The club operates at the 99 Mile ski trails and has been in operation for over 35 years.
The “Nordics” have over 200 members and operate a 45-km network of track-set Nordic ski trails and a charming log cabin lodge. The club is one of the most active and vibrant non-profit sports clubs in 100 Mile House.
Club Media Liaison Craig Davidiuk says the club has seen renewed interest in cross-country skiing the past couple of years. He attributes the increase to an influx of new people moving to the region from larger centres.
In 2019, the club won a province-wide membership contest through Cross Country BC and enjoyed the largest gain of any club in the province.
“Families, singles, and seniors in the South Cariboo are trying Nordic skiing and loving it,” Davidiuk says. “The lighting upgrade is reflective of the need to keep up with other recreation offerings in the region and appeal to more people who want to go skiing after work in the winter.”

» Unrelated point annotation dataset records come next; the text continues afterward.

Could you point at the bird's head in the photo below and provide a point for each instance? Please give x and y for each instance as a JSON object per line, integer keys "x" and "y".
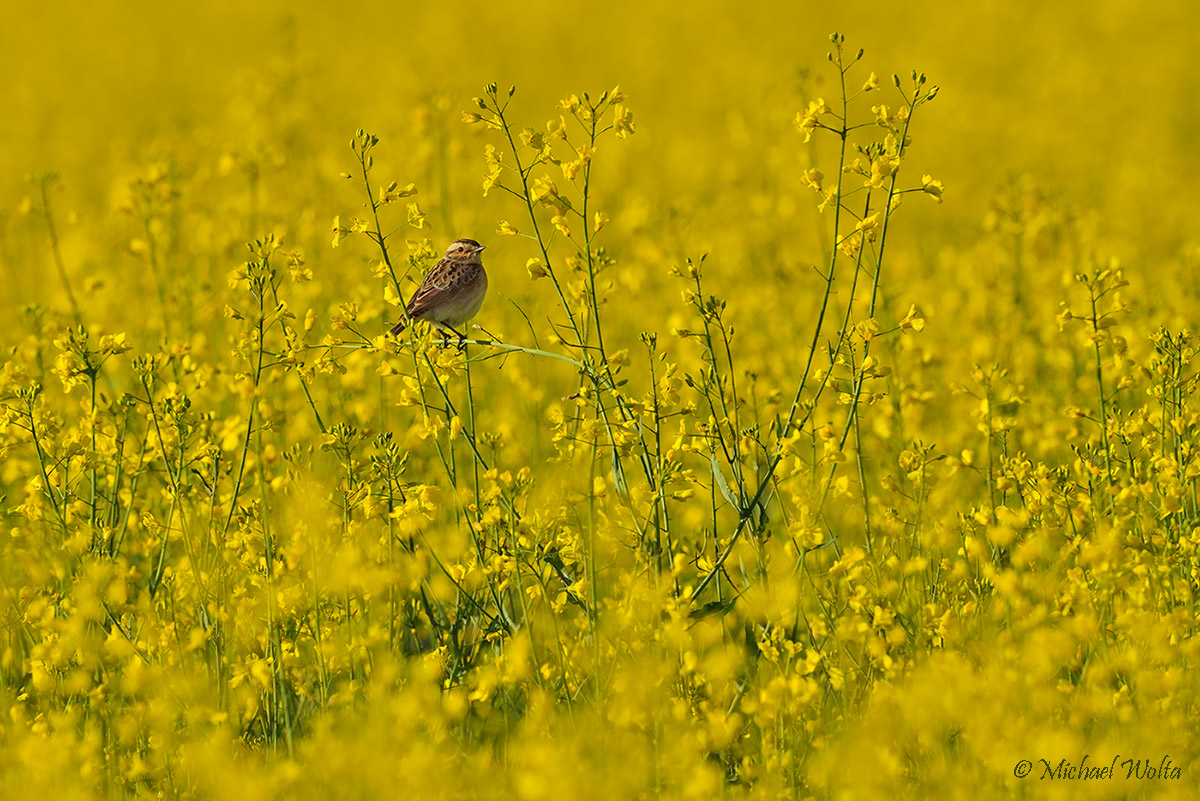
{"x": 465, "y": 250}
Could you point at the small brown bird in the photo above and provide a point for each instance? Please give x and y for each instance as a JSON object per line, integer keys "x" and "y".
{"x": 451, "y": 291}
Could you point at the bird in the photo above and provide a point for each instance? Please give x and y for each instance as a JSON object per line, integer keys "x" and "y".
{"x": 453, "y": 290}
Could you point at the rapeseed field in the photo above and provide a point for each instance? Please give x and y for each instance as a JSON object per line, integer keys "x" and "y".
{"x": 829, "y": 428}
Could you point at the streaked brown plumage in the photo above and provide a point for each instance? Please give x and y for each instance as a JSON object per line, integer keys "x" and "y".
{"x": 453, "y": 289}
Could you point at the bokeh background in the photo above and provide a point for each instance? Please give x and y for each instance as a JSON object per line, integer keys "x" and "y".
{"x": 1065, "y": 136}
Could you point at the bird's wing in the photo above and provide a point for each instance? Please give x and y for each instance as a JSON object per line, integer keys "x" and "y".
{"x": 444, "y": 279}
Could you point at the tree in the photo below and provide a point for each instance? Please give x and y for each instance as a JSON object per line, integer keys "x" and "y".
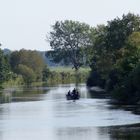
{"x": 27, "y": 73}
{"x": 68, "y": 39}
{"x": 31, "y": 59}
{"x": 4, "y": 68}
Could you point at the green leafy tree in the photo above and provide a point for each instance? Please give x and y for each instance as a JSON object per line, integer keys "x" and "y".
{"x": 67, "y": 39}
{"x": 4, "y": 68}
{"x": 27, "y": 73}
{"x": 31, "y": 59}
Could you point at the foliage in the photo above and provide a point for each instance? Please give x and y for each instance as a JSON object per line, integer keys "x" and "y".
{"x": 30, "y": 59}
{"x": 27, "y": 73}
{"x": 4, "y": 68}
{"x": 68, "y": 38}
{"x": 46, "y": 73}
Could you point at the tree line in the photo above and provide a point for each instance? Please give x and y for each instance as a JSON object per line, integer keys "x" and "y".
{"x": 112, "y": 51}
{"x": 26, "y": 65}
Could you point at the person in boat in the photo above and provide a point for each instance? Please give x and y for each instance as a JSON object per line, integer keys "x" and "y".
{"x": 74, "y": 94}
{"x": 69, "y": 93}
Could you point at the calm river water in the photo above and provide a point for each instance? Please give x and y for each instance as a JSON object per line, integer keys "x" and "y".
{"x": 44, "y": 113}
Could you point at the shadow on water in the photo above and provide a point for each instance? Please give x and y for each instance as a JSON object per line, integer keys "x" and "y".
{"x": 54, "y": 118}
{"x": 22, "y": 94}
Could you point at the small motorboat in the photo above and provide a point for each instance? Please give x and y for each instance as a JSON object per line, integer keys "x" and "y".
{"x": 72, "y": 96}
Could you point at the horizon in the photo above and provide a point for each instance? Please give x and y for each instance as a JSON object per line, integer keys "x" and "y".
{"x": 25, "y": 24}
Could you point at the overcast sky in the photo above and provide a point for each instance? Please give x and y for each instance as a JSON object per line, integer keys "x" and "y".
{"x": 25, "y": 23}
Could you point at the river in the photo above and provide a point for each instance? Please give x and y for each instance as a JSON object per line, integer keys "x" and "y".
{"x": 43, "y": 113}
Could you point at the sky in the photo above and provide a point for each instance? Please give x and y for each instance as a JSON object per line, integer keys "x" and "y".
{"x": 26, "y": 23}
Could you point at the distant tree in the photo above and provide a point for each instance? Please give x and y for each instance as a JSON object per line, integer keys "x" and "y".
{"x": 27, "y": 73}
{"x": 46, "y": 73}
{"x": 31, "y": 59}
{"x": 67, "y": 39}
{"x": 4, "y": 67}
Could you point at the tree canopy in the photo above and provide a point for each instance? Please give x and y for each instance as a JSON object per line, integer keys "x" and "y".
{"x": 68, "y": 38}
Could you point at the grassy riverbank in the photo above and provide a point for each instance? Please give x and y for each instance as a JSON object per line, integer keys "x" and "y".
{"x": 64, "y": 75}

The lighting system itself is operated on a timer until 10 p.m. nightly. Skiers simply suit up, hit a button, and enjoy 5km of lit trails until 10 p.m.
The old lighting system has been in operation for over 22 years and followed more challenging trails than this new version. The old wooden light poles were up-cycled and new metal poles were added in different locations with underground wiring instead of overhead wires. Special attention has been paid to the style and direction of the lights to reduce light pollution.
The biggest change will be that the lighting system focuses more on the stadium oval right outside the Nordic lodge. This means parents will be able to view kids from the lodge while eating a snack by the fire. It also allows novice skiers a place to take lessons and spend time learning on the flat, easy trails.
“Nordic skiing is as green as it gets,” Davidiuk says. “Used skis and gear can be found at our annual ski swap on November 3 where you can up-cycle and purchase used skis. The technology hasn’t changed much so most used skis you buy are literally as good as new.”
The new lighting technology allowed the non-profit to reduce energy usage by approximately 75 percent.
The project has been in the works since 2016. In 2018, the club was granted $388,375 through the province’s Rural Dividend Fund and $40,000 from the Cariboo Regional District’s Community Works Fund.
“We gratefully acknowledge the financial support of the Province of British Columbia,” Davidiuk says. “There is an opening ceremony for the lighting system planned for December and the general public is invited to attend.”